Sake Kasu Zanmai: What is Sake Kasu?

Sake Kasu Zanmai: What is Sake Kasu? 酒粕

Sake Lees: This is what is left after the sake has been pressed out of the mash. It is called ‘sake kasu’ in Japanese and it is used in home cooking in many ways to create wonderfully complex flavored dishes during the winter sake brewing season. Many traditional Japanese confection, cracker, snack companies and so on use a lot of kasu to flavor some of their products. Non-traditional things like ice cream, chocolate, bread and so on are flavored with kasu these days.
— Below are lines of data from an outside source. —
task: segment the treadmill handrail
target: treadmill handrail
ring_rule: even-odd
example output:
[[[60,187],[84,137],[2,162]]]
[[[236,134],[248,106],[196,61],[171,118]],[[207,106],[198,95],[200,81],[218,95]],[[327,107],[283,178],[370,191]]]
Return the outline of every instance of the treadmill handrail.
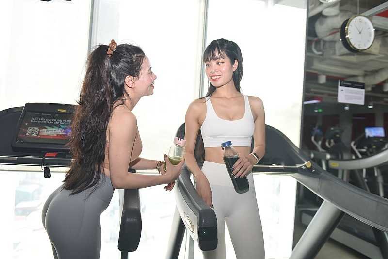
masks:
[[[270,148],[274,154],[276,150],[287,153],[289,157],[285,158],[291,158],[295,164],[308,161],[288,138],[276,129],[266,125],[266,134],[267,137],[270,135],[273,137],[270,142],[268,139],[267,140],[267,143],[271,143]],[[280,146],[276,147],[278,145]],[[268,156],[267,154],[264,157],[266,156]],[[312,164],[313,170],[299,170],[298,173],[291,176],[341,210],[382,231],[388,232],[388,217],[386,216],[388,215],[388,200],[343,181],[315,163]],[[271,172],[270,169],[268,171]]]
[[[388,149],[363,158],[340,160],[330,159],[329,167],[335,169],[356,170],[374,167],[388,162]]]
[[[201,167],[201,165],[198,165]],[[206,213],[207,216],[211,216],[212,214],[214,216],[214,211],[208,206],[203,201],[202,198],[199,196],[197,193],[195,188],[193,185],[193,183],[190,179],[190,176],[191,173],[185,165],[182,169],[180,175],[177,179],[177,187],[179,188],[179,191],[182,194],[182,196],[185,200],[187,205],[193,211],[197,213],[198,215],[203,215]],[[201,212],[200,213],[199,212]],[[206,226],[210,222],[208,220],[205,220],[204,218],[206,217],[200,217],[198,219],[199,225]],[[210,221],[212,223],[213,221]],[[216,222],[216,219],[215,219]]]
Sake kasu is a common sight in the fresh vegetable section of any grocery store in winter in Japan. The fragrance is quite fruity. Mechanically pressed sake kasu comes in ‘boards’, hard sheets of kasu, hand-pressed (teshibori) is looser and cumbly. The pictures below are of hand-pressed sake kasu. This was kasu made premium daiginjo sake and is made with Yamada Nishiki variety rice from Hyogo prefecture.

Teshibori Sake Kasu
Again, teshibori means ‘hand-pressed’.

Sake kasu can be eaten as is, the texture is quite like cheese but the taste is fruity and obviously tastes of sake. This hand-pressed kasu still has quite a bit of alcohol content in it.
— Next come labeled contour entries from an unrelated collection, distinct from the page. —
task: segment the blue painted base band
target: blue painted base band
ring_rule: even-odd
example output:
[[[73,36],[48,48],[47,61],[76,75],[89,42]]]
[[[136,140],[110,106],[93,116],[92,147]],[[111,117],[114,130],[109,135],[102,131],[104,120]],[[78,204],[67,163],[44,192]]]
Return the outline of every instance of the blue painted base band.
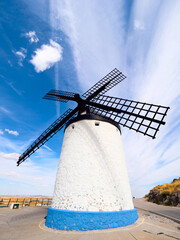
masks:
[[[137,210],[85,212],[49,207],[45,225],[59,230],[97,230],[128,226],[138,219]]]

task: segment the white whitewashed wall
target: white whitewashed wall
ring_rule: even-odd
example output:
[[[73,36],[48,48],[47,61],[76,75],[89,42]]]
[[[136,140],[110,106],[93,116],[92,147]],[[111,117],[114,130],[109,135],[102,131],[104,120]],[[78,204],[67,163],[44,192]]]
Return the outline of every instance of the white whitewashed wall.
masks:
[[[77,211],[134,208],[116,126],[80,120],[66,128],[52,207]]]

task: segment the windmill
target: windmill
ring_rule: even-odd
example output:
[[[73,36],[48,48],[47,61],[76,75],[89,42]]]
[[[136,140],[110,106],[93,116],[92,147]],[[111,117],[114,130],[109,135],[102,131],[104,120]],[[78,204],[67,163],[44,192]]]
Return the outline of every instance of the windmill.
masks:
[[[133,224],[133,206],[120,126],[155,138],[169,107],[104,95],[126,78],[112,70],[82,97],[50,90],[44,99],[77,102],[19,157],[19,166],[65,127],[52,206],[46,226],[93,230]]]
Opening 2 kilos of Teshibori Sake Kasu

Kasu-jiru (kasu soup): Base for soups and stews
Kasu-zuke (kasu marinade): Marinade fish and meat before grilling
Amazake (sweet sake): Melted in hot water, served with shredded ginger

Kasu can be lightly toasted and served with honey. Narazuke is pickled dark brown neri-kasu, kasu that has been allowed to age for several months.
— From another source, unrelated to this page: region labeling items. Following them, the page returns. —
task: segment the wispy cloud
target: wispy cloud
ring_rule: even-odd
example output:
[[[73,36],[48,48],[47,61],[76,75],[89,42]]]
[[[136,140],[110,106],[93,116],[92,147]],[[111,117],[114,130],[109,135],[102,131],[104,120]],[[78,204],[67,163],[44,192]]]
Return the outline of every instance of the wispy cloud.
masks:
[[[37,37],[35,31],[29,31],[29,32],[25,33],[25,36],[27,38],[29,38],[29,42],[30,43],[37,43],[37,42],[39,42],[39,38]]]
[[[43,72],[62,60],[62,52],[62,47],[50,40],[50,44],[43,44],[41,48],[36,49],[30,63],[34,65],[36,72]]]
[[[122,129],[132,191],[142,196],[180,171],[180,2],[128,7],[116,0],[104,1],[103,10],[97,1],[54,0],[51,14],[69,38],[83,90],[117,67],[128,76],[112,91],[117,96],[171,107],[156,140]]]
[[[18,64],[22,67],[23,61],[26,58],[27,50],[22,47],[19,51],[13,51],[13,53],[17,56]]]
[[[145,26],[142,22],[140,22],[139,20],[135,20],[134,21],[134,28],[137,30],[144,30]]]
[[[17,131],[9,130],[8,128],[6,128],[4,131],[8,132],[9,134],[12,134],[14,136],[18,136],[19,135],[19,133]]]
In the next few days we will do some recipe articles based on sake kasu. We are calling the series, Sake Kasu Zanmai. Zanmai means to be luxuriously absorbed in something. Last year we did buri zanmai, a number of ways to enjoy yellowtail.

6 Responses to “Sake Kasu Zanmai: What is Sake Kasu?”

  1. FFichiban says:

    Ooohh this sounds interesting indeed! Especially the chocolate and ice cream hee hee 🙂

  2. etsuko says:

    I love SakeKasu! and also, often use it in cooking. I baked non sugar Sake kasu cookies for my friend. It tasted like cheese crackers.

  3. diva says:

    have never heard of this but if it’s cheese-like sake, i’m in! intrigued! i can never say no to cheese..wonder if you can put this in a toastie.

  4. Peko Peko says:

    Hello Foodies, Sorry for the slow reply (again).

    FFichiban, Yes, I don’t think that I have had kasu ice cream yet — I have had sake kasu ‘soft cream’, as ice milk is called here. Sake kasu chocolate I have had, and it was excellent. (I tried shochu and even shoyu chocolate this year.)

    etsuko, oh, like cheese crackers? that sounds really nice! we will have to try baking with sake kasu!

    diva, the texture is like cheese, not the tasteね. but yeah, sake kasu is great!!

  5. Melinda says:

    Hello! It all sounds good. I must confess that I’ve only used sake kasu a couple of times b/c its consistency kind of scares me. But I will try it again soon!


  6. Stephina says:

    thank you for the information and imspiration! I melted some machine pressed sake kasu I got as a parting gift from a factory tour in Aboshi (outside of Himeji) with some yuzu marmelade and made an egg custard! Have I been drinking too much, or is this oshii des?